In my homeroom during my ten minute passing period, over half of the 38 girls in my class came and surrounded me, literally circling around my small desk, and each and every single girl was beaming. They just started sputtering questions and shouting their names, even though I already had about 50 names I had to memorize from the random girls who would come up to me and scream to me who they were. In broken English, one girl said, “I vant to be friend vith you.” More girls behind me started touching “my” hair while saying “Sugoi.” It was only when the teacher, Nakada-sensei, walked in and started giving out handouts that everyone dispersed.
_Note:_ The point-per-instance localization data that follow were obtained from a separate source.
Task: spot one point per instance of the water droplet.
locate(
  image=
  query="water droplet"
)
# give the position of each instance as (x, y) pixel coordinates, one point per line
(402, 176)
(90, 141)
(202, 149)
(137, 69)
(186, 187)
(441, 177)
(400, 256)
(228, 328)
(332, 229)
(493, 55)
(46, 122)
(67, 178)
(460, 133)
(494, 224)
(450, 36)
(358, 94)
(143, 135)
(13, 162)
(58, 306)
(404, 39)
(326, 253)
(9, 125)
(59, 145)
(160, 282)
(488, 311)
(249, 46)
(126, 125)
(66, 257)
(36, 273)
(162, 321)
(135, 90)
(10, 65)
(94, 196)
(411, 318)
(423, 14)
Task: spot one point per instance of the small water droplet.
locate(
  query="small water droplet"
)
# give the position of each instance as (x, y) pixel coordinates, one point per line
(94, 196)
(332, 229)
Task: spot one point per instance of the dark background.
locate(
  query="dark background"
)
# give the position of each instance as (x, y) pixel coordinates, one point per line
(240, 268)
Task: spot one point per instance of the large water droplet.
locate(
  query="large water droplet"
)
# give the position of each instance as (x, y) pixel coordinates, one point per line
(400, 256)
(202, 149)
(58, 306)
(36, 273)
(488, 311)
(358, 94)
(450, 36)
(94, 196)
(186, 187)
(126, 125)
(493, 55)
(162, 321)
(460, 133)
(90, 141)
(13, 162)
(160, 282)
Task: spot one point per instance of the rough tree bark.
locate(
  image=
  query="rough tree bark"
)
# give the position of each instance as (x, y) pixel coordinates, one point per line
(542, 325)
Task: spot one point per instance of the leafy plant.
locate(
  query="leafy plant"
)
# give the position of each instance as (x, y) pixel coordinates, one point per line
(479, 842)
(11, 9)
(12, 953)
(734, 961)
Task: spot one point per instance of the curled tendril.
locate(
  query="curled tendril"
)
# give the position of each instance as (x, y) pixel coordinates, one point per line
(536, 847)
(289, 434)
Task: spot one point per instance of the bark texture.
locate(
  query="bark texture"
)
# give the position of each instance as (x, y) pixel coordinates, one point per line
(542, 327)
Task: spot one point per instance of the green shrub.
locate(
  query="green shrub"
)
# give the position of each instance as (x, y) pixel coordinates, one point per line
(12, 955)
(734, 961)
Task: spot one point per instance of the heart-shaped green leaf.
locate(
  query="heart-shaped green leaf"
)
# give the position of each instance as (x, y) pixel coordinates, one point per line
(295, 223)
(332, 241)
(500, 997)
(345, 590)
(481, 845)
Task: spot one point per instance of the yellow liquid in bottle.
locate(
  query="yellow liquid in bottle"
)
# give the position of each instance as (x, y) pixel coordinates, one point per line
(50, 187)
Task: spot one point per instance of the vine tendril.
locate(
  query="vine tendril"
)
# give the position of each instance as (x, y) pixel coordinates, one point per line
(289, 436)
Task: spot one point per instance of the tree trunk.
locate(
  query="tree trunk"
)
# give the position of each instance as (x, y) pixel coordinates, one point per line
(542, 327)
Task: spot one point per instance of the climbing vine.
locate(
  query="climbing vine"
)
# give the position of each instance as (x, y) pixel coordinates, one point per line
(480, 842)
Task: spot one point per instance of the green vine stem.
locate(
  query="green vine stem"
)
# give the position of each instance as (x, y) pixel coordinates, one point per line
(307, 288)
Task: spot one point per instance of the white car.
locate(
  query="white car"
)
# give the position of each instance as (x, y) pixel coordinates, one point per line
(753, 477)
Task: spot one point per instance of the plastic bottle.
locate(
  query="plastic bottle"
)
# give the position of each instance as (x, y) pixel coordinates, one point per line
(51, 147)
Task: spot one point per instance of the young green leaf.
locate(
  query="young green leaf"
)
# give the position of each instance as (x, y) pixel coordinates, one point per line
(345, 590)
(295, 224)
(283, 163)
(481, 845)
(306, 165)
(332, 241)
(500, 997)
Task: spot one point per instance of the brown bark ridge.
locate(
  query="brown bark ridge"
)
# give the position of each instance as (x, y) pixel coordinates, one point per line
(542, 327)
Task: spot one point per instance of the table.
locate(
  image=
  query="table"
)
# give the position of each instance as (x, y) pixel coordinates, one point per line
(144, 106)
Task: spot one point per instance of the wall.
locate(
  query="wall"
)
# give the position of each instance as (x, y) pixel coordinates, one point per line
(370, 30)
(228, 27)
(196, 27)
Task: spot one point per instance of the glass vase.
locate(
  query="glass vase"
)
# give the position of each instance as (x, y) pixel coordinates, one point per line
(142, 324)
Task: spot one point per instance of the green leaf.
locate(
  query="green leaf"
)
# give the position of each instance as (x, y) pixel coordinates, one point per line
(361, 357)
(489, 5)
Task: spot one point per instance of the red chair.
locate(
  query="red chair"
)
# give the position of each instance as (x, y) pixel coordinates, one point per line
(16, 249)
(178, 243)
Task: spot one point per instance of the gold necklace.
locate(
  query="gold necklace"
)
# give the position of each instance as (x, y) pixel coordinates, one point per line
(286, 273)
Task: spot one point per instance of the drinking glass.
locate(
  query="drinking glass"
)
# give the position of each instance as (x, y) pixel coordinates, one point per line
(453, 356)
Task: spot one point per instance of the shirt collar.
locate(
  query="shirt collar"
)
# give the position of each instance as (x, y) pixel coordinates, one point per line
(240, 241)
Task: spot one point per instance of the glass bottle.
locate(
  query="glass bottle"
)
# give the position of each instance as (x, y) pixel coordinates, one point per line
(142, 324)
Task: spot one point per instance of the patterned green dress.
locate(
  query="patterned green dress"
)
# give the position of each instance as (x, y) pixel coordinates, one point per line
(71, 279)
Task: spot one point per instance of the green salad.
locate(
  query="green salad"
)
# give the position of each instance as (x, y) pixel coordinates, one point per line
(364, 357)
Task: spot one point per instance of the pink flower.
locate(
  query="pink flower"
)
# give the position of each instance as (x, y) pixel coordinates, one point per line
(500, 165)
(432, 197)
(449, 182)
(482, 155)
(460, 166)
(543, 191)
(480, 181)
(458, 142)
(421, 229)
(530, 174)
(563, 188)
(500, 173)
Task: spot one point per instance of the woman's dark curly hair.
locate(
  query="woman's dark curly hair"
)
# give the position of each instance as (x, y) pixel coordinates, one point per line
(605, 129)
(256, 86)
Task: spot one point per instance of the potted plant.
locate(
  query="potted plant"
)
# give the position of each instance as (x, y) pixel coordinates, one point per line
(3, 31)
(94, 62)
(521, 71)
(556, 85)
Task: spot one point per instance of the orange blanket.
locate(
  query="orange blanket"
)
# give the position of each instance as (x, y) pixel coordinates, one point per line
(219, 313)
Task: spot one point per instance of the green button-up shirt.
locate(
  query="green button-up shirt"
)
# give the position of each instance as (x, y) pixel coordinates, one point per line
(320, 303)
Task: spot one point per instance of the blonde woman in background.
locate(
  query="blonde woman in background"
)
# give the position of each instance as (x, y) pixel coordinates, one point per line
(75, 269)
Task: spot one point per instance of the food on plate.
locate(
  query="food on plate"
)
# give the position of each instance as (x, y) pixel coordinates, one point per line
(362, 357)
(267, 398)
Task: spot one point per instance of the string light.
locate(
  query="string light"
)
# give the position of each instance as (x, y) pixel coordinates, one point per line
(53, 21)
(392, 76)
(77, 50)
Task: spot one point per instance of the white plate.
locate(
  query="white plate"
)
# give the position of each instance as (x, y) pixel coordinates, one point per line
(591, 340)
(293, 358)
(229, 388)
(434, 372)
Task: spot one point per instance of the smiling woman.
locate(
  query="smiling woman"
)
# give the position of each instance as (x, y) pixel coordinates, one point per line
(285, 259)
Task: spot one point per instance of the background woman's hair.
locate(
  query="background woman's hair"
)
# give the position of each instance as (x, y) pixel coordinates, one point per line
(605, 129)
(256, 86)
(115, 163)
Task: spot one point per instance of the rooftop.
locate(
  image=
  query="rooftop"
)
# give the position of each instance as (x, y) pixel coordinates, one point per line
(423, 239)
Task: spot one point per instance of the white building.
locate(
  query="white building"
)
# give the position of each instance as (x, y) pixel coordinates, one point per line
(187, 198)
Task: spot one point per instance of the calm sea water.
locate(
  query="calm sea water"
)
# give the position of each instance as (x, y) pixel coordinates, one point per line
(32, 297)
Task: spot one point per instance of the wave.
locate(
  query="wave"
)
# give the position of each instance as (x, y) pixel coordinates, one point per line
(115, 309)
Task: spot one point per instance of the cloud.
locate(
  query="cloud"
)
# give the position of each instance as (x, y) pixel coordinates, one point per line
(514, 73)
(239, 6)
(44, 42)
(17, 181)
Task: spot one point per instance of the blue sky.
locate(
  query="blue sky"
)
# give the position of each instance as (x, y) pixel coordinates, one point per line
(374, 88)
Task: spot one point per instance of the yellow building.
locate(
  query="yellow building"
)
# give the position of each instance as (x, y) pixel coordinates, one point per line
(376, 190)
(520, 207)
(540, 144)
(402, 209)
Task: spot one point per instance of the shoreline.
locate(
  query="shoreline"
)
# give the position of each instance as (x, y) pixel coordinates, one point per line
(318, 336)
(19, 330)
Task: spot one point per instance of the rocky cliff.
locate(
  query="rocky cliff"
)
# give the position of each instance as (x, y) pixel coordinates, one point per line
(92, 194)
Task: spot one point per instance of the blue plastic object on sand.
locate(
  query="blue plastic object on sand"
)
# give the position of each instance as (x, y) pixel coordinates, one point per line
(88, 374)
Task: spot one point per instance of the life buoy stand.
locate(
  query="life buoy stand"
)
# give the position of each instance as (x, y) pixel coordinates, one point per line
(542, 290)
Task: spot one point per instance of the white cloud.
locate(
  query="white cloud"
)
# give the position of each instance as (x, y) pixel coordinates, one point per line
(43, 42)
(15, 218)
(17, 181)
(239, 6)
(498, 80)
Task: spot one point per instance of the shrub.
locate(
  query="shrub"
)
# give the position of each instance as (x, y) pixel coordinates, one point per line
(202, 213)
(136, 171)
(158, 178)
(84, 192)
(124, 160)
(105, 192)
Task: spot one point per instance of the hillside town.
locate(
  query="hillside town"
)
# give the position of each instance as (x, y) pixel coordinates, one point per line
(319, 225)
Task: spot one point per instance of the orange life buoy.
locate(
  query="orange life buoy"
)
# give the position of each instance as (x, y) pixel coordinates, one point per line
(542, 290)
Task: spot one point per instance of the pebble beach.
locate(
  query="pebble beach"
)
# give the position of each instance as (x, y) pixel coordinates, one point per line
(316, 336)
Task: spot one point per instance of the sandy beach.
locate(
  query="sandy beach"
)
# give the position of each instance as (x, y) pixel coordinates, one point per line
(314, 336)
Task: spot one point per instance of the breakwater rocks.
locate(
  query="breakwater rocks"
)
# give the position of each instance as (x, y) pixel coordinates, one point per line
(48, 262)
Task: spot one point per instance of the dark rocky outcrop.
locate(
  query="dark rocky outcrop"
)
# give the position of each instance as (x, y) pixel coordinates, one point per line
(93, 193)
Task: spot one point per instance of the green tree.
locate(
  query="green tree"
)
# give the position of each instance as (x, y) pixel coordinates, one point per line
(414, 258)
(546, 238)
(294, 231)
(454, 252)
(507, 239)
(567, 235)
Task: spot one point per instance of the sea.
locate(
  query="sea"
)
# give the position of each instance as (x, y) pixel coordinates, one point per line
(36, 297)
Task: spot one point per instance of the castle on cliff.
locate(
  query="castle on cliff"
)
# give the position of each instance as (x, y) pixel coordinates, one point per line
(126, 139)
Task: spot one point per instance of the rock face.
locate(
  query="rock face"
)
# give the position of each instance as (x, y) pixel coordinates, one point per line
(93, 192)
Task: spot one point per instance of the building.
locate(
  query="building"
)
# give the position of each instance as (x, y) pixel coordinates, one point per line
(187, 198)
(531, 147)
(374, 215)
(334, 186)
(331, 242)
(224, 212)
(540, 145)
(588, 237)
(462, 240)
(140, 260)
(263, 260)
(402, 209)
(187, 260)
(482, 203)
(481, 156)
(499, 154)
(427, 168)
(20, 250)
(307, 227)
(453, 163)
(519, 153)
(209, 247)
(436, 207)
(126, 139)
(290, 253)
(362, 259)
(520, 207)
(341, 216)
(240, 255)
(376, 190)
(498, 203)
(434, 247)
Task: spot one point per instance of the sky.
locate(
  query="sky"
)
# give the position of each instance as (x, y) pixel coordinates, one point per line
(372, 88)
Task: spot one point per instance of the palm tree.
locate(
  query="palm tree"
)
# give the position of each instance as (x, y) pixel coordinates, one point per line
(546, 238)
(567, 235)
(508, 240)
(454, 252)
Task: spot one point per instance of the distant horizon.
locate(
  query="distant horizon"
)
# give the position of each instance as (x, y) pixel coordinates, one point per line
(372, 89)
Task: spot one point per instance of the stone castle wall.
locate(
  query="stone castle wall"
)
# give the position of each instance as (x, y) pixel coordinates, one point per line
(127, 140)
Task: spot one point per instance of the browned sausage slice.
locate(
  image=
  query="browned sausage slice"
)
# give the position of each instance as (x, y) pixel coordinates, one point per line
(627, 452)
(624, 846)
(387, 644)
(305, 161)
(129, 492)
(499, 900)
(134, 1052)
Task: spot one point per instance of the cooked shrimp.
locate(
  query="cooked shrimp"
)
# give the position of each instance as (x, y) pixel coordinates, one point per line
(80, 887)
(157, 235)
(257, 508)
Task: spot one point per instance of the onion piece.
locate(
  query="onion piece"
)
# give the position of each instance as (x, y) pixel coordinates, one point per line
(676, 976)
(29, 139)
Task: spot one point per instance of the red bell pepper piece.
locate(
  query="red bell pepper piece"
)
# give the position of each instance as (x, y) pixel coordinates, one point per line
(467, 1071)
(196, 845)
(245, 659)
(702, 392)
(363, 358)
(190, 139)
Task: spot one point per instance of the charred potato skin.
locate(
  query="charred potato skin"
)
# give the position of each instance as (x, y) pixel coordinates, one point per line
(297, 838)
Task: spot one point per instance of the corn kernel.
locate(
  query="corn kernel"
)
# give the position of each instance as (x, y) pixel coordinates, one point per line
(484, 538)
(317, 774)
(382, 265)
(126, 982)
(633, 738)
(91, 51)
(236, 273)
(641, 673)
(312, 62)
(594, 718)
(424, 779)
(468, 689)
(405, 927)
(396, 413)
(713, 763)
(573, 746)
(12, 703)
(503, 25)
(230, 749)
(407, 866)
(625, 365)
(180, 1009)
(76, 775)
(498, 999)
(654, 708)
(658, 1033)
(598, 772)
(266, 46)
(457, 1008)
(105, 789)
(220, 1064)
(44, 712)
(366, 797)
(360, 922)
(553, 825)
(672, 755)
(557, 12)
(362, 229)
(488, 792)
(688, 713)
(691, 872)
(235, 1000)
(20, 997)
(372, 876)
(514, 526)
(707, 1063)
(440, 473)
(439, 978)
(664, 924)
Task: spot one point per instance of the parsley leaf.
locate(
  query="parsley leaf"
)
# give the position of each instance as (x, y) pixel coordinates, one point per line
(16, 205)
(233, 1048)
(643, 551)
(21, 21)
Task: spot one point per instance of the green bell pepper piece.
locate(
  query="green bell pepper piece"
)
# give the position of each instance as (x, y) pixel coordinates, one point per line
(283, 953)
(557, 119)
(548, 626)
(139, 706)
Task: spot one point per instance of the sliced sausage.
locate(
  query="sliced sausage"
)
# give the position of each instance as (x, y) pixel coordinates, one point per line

Once announcements were completed, one of the girls stood and said a prayer. Well, more like spat out a prayer because she was saying it as quickly as possible. (It was the end of the day after all). With the room booming with “Amen” everyone rose from their seat and pushed their desks to the back of the room so girls could clean the classroom. Only a few girls, who were assigned, do it. As people were leaving to their activities, Shiho snuck me some sweets as a gift. Sweets weren’t allowed on school grounds/class, or I should say with strong emphasis “prohibited”, she made sure to due swiftly. Grateful, I pulled out a little gift I had been carrying with me throughout the day; it was an American flag. She was truly surprised and truly happy that she even got something from me. I told her it wasn’t much, but she really appreciated it.

My Shoe Locker

My shoe locker (the 1-5 represents my class number, and the 38 represents my student number)

Finally ending the day on a good note, I went to my shoe locker, grabbed my loose shoes, and went back home with Yuchi and some of her friends. And of course, I continued to get a lot of stares all the way back home. (Extra note: Each student is given a number and sit according to that number. I am number 38).